At that time there lived in the street that ever since that time has been called the Street of the Machincuepa a very rich and a very noble Spanish gentleman whose name was Don Mendo Quiroga y Saurez, and whose title was Marqués del Valle Salado. In his beginning he was neither rich nor noble, and not even of good blood: having been begotten by an unknown father and born of an unknown mother; and having in his young manhood gone afloat out of Spain as a common sailor to seek his fortune on the sea. What he did upon the sea was a matter that his teeth guarded his tongue from talking about in his later years: but it was known generally that—while in appearance he and his ship had been engaged in the respectable business of bringing slaves from Africa to the colonies—his real business had been that of a corsair; and that on his murdering piracies the corner-stone of his great fortune had been laid.
Having in that objectionable manner accumulated a whole ship-load of money, and being arrived at an age when so bustling a life. was distasteful to him, he came to Mexico; and, being come here, he bought with his shipload of money the Valle Salado: and there he set up great salt-works out of which he coined more gold—knowing well how to grease the palms of those in the Government who could be of service to him—than could be guessed at even in a dream.
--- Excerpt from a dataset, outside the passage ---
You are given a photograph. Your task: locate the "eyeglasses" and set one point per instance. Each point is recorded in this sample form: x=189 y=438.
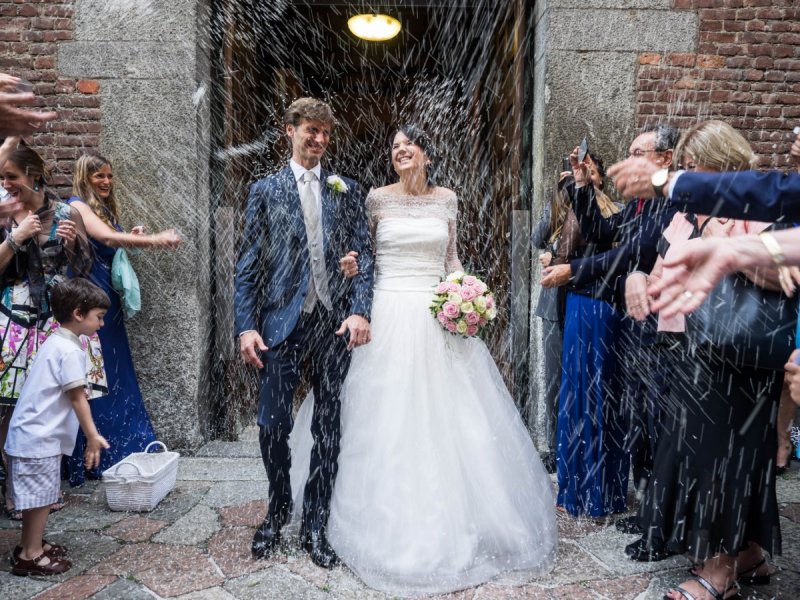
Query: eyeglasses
x=639 y=153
Therefore it was known with certainty that he possessed a fortune of precisely three millions and a half of dollars—which is a greater sum, Señor, than a hundred men could count in a whole month of summer days. And of his millions he sent to the King such magnificent presents that the King, in simple justice to him, had to reward him; and so the King made him a marqués—and he was the Marqués del Valle Salado from that time on.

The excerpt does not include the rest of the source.